Baca Juga: Xi Warning Trump: Isu Taiwan Tak Bisa Ditawar
Seorang pejabat senior pemerintahan AS mengatakan bahwa pemerintahan Trump menilai keberlangsungan kekuasaan Maduro “tidak berkelanjutan”. Intelijen AS juga melaporkan adanya kecemasan yang meningkat di kalangan elite Venezuela seiring gencarnya serangan AS.
Upaya komunikasi dari Maduro untuk dapat berbicara langsung dengan pihak AS juga disebut makin mendesak, namun Trump belum memberi izin untuk membuka saluran resmi.
Dakwaan Narkoterorisme: Tuduhan untuk “Membanjiri” AS dengan Kokain
Dakwaan AS tahun 2020 menuduh Maduro, Menteri Dalam Negeri Diosdado Cabello, Menteri Pertahanan Vladimir Padrino López, dan lainnya berkonspirasi dengan kelompok pemberontak Kolombia, termasuk FARC, untuk “membanjiri Amerika Serikat dengan kokain” sebagai senjata melawan Washington.
Wilayah perbatasan Venezuela–Kolombia selama bertahun-tahun menjadi jalur utama pengiriman kokain, dengan keterlibatan atau setidaknya pembiaran aparat keamanan Venezuela.
Maduro membantah tuduhan tersebut, menuding AS membangun narasi palsu untuk menggulingkannya. Ia menunjuk laporan PBB yang menyebut hanya sekitar 5% kokain Kolombia melewati Venezuela.
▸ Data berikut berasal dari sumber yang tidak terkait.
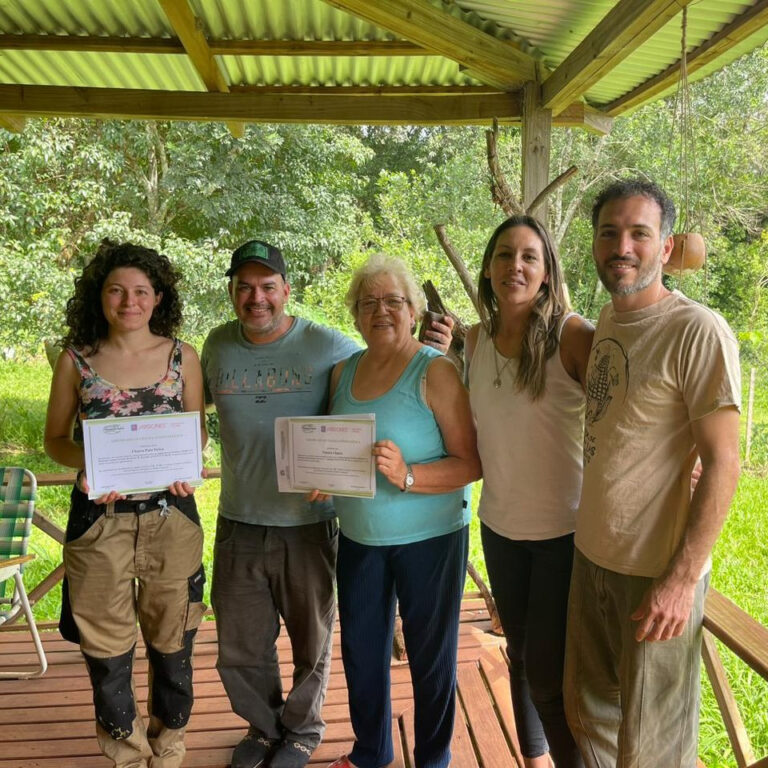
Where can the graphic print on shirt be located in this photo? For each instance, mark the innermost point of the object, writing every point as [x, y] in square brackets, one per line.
[265, 377]
[607, 382]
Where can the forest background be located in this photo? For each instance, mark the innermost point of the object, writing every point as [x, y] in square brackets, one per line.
[328, 197]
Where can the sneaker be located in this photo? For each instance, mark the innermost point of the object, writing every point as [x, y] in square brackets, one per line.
[291, 754]
[342, 762]
[253, 750]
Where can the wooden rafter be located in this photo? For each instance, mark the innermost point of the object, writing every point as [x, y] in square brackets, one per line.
[624, 29]
[369, 90]
[172, 45]
[190, 33]
[492, 61]
[265, 105]
[730, 35]
[254, 106]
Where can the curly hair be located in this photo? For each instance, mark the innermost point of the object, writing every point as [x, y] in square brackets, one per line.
[551, 305]
[636, 187]
[84, 317]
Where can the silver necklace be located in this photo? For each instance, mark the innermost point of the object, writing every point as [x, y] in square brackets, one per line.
[499, 371]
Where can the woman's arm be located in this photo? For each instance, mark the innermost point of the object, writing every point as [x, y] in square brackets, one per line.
[575, 346]
[60, 417]
[192, 399]
[192, 395]
[449, 401]
[470, 342]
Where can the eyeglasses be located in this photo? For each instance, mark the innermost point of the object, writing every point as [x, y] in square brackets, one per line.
[391, 304]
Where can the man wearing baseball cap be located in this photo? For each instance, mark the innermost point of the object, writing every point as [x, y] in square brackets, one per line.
[275, 554]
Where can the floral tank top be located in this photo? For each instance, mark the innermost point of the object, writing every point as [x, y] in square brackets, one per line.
[100, 398]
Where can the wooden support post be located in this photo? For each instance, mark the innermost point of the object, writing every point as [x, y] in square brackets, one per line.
[750, 412]
[737, 733]
[537, 135]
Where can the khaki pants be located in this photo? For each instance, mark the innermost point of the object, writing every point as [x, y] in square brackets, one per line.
[129, 561]
[629, 704]
[261, 574]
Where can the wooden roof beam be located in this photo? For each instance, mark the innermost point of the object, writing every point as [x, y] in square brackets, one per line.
[738, 30]
[492, 61]
[172, 45]
[189, 30]
[267, 106]
[624, 29]
[12, 123]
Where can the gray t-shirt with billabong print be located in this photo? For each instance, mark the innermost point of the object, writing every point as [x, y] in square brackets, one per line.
[251, 385]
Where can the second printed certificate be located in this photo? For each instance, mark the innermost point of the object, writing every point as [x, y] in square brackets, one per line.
[332, 454]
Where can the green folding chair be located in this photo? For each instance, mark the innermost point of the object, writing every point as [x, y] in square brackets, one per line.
[18, 491]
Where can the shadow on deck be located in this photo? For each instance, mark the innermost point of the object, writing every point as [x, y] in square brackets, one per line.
[48, 722]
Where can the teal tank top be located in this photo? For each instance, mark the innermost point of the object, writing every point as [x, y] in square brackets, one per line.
[394, 517]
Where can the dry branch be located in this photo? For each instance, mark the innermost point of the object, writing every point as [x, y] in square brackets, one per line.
[457, 262]
[550, 188]
[501, 192]
[490, 603]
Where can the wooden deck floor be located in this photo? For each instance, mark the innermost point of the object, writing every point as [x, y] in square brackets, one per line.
[48, 722]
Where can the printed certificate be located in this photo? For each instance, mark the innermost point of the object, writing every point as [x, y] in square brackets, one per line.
[140, 454]
[329, 453]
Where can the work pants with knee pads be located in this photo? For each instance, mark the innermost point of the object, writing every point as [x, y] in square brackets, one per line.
[136, 560]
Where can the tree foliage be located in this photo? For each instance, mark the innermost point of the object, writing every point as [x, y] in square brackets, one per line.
[329, 196]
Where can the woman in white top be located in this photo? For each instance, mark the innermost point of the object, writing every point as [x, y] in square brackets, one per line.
[527, 363]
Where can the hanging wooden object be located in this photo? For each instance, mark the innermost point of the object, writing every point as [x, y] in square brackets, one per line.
[689, 251]
[688, 254]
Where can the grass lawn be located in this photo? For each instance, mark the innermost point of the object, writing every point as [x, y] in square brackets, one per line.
[740, 557]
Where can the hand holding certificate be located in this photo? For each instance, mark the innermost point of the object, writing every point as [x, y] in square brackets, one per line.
[143, 453]
[331, 454]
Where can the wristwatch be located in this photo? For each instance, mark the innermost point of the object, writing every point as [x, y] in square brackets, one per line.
[408, 482]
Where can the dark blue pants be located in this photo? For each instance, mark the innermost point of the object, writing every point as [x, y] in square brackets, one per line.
[530, 582]
[427, 578]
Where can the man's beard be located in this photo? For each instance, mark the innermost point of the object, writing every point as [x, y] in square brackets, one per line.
[644, 277]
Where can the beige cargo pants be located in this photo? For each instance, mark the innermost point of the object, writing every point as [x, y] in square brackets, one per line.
[128, 561]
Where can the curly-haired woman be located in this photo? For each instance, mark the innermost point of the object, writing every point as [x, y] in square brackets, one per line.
[136, 557]
[527, 366]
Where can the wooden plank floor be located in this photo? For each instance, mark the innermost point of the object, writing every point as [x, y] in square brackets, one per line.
[48, 722]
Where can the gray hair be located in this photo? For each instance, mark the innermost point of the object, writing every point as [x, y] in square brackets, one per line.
[379, 264]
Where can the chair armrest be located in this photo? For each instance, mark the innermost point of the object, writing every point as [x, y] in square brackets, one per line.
[16, 560]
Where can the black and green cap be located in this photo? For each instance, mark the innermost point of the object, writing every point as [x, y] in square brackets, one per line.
[260, 253]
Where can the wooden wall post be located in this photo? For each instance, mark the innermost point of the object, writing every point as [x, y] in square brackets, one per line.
[537, 135]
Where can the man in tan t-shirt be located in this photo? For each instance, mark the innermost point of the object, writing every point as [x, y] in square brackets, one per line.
[663, 386]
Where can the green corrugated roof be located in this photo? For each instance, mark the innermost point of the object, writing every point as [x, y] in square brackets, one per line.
[548, 30]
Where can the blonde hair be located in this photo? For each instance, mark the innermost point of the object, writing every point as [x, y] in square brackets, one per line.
[365, 276]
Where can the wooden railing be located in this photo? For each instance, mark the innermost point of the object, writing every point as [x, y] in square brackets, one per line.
[723, 619]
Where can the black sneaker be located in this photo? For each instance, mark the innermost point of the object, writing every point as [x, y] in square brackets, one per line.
[291, 754]
[254, 750]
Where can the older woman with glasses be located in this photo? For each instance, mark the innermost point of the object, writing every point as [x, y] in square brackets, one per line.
[409, 543]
Pada Juli, Departemen Keuangan AS menjatuhkan sanksi terhadap Cartel de los Soles, menuduh Maduro dan para sekutu puncaknya menggunakan kekuasaan negara untuk membantu perdagangan narkoba.
Otoritas AS juga menuding sindikat itu memberikan dukungan kepada geng Tren de Aragua dan Kartel Sinaloa, dua kelompok yang ditetapkan sebagai organisasi teroris asing pada Februari.